Arkanes Geheimnis, teile ich natürlich ganz altruistisch mit Ihnen. Gab es noch bis vor wenigen Jahren, als EDV noch kein Daten-Messie war. sondern ein System, dem man Wichtiges anvertraute.
Nannte sich „Datensicherung“ und beförderte Dateien und auch Datenbanken sauber auf ein Band, letztere so, daß ein ‚rebuild‘ möglich war.
Wie?
Sie betreiben ‚Exchange-Server‘? Und der hat gar keine richtige Datenbank? Und ein simpler ‚restore‘ klappt auch nicht?

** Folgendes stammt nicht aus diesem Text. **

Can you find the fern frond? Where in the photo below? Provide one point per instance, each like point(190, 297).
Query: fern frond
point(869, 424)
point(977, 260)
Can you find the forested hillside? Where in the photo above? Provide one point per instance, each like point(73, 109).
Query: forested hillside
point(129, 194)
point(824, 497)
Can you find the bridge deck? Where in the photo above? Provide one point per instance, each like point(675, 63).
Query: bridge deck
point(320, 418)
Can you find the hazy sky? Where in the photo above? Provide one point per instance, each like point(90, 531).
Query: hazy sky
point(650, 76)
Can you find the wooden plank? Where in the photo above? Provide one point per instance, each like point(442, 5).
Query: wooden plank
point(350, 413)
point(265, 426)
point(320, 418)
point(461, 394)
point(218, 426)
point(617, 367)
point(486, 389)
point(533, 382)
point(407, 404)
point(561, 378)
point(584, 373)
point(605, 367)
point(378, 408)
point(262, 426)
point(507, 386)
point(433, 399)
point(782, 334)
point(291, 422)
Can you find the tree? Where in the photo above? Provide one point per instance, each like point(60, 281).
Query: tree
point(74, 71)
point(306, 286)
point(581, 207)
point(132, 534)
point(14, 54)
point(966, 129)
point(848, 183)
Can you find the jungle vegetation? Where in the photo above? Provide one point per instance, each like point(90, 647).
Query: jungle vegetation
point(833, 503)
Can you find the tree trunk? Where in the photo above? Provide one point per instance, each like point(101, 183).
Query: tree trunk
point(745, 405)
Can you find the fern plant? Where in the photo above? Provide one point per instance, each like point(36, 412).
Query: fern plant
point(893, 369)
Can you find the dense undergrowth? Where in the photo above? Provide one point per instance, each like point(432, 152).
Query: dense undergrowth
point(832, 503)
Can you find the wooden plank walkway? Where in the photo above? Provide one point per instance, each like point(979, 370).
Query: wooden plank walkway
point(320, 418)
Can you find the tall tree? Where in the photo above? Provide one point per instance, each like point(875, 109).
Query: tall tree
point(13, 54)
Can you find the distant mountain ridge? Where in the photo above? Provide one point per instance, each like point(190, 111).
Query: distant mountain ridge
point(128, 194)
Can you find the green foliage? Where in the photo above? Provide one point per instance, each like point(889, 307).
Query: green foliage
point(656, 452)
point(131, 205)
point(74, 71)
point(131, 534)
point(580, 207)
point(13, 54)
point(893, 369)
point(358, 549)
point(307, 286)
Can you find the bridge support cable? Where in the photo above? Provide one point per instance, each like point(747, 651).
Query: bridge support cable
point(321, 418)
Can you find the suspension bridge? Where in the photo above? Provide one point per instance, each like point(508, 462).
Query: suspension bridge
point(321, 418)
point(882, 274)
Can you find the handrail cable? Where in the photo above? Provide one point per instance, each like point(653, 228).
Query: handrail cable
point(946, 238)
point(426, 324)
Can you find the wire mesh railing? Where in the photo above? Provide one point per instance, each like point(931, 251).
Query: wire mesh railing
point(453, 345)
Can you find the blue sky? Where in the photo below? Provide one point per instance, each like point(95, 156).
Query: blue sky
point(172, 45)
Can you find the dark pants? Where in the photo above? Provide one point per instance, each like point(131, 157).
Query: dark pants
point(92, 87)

Ein Handwerker, der mit ‚Black&Decker‘ und Heißklebepistole antanzt, ist sicherlich kein ‚Craftsman‘, sondern eine Lusche.
Vielleicht lassen Sie ja ‚mal ein Donnerwetter los, daß Ihre hochbezahlten Eierköpfe etwas besseres finden als ausgerechnet ‚Exchange‘.

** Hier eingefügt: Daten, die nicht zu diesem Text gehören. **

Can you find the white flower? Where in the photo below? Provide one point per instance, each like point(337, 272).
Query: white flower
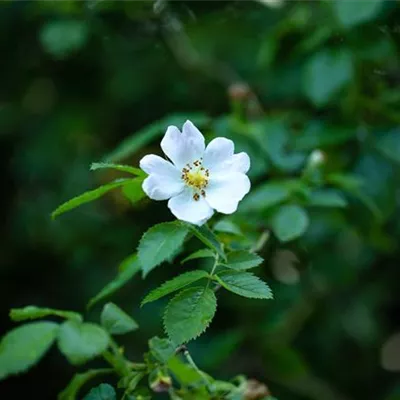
point(199, 180)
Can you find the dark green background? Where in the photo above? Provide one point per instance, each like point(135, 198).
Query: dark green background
point(78, 77)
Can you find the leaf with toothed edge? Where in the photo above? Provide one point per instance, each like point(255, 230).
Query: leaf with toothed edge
point(203, 253)
point(244, 284)
point(87, 197)
point(175, 284)
point(242, 260)
point(189, 314)
point(159, 243)
point(207, 236)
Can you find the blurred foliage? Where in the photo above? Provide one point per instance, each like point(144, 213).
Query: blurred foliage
point(84, 81)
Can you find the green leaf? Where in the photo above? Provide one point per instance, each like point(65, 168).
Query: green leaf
point(118, 167)
point(208, 238)
point(189, 313)
point(203, 253)
point(241, 260)
point(162, 349)
point(102, 392)
point(265, 196)
point(327, 198)
point(72, 390)
point(175, 284)
point(146, 135)
point(128, 268)
point(88, 197)
point(117, 321)
point(24, 346)
point(338, 66)
point(33, 312)
point(186, 374)
point(133, 190)
point(244, 284)
point(227, 226)
point(354, 12)
point(82, 342)
point(159, 243)
point(290, 222)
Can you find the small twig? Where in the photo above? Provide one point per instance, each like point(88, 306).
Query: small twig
point(261, 242)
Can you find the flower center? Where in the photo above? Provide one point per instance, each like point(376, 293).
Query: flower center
point(196, 177)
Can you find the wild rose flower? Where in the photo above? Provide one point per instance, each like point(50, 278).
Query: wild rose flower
point(199, 179)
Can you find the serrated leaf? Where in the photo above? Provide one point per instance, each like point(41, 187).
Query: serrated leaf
point(185, 374)
point(117, 321)
point(82, 342)
point(118, 167)
point(162, 349)
point(189, 313)
point(227, 226)
point(244, 284)
point(133, 190)
point(72, 390)
point(203, 253)
point(290, 222)
point(146, 135)
point(128, 268)
point(327, 198)
point(34, 312)
point(208, 238)
point(102, 392)
point(175, 284)
point(265, 196)
point(24, 346)
point(242, 260)
point(159, 243)
point(87, 197)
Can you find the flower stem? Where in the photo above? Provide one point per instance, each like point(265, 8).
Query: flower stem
point(213, 269)
point(191, 362)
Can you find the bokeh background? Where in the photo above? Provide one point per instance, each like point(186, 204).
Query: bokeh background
point(79, 77)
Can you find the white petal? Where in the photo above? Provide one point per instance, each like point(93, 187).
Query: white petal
point(218, 151)
point(185, 147)
point(152, 164)
point(162, 187)
point(239, 163)
point(225, 191)
point(185, 208)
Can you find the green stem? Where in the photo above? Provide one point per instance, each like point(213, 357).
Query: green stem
point(213, 270)
point(263, 239)
point(195, 367)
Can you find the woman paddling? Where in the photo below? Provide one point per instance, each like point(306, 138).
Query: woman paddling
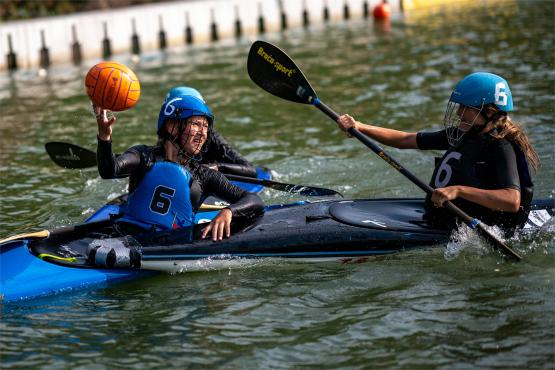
point(218, 154)
point(485, 169)
point(167, 184)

Merke: Was der deutsche Bundestag einsetzt, ist ganz bestimmt nicht brauchbar für eine effiziente Organisation…
Lieber Hans!
Natürlich haben Sie recht.
Und natürlich könnte man einen Restore machen. Nach meiner Erfahrung ist der aber nicht nur bei Exchange immer ein wenig aufwändig.
Andererseits will ich innerlich wahrscheinlich schon länger weg, von dieser ein wenig hirnlosen Kalenderverwaltung, dass man überall wo man ist, mal ganz schnell einen Termin zu- und dann auch wieder absagt.
Und deshalb kam mir der Zwischenfall gerade recht für den Wechsel. Ich werde aber wahrscheinlich dann am Werktag noch einen (letzten) Restore beantragen, um dann meine Daten noch mal mit dem Papier abzugleichen und dann Tschüss …
Ihnen wünsche ich ein paar schöne Maientage über Pfingsten!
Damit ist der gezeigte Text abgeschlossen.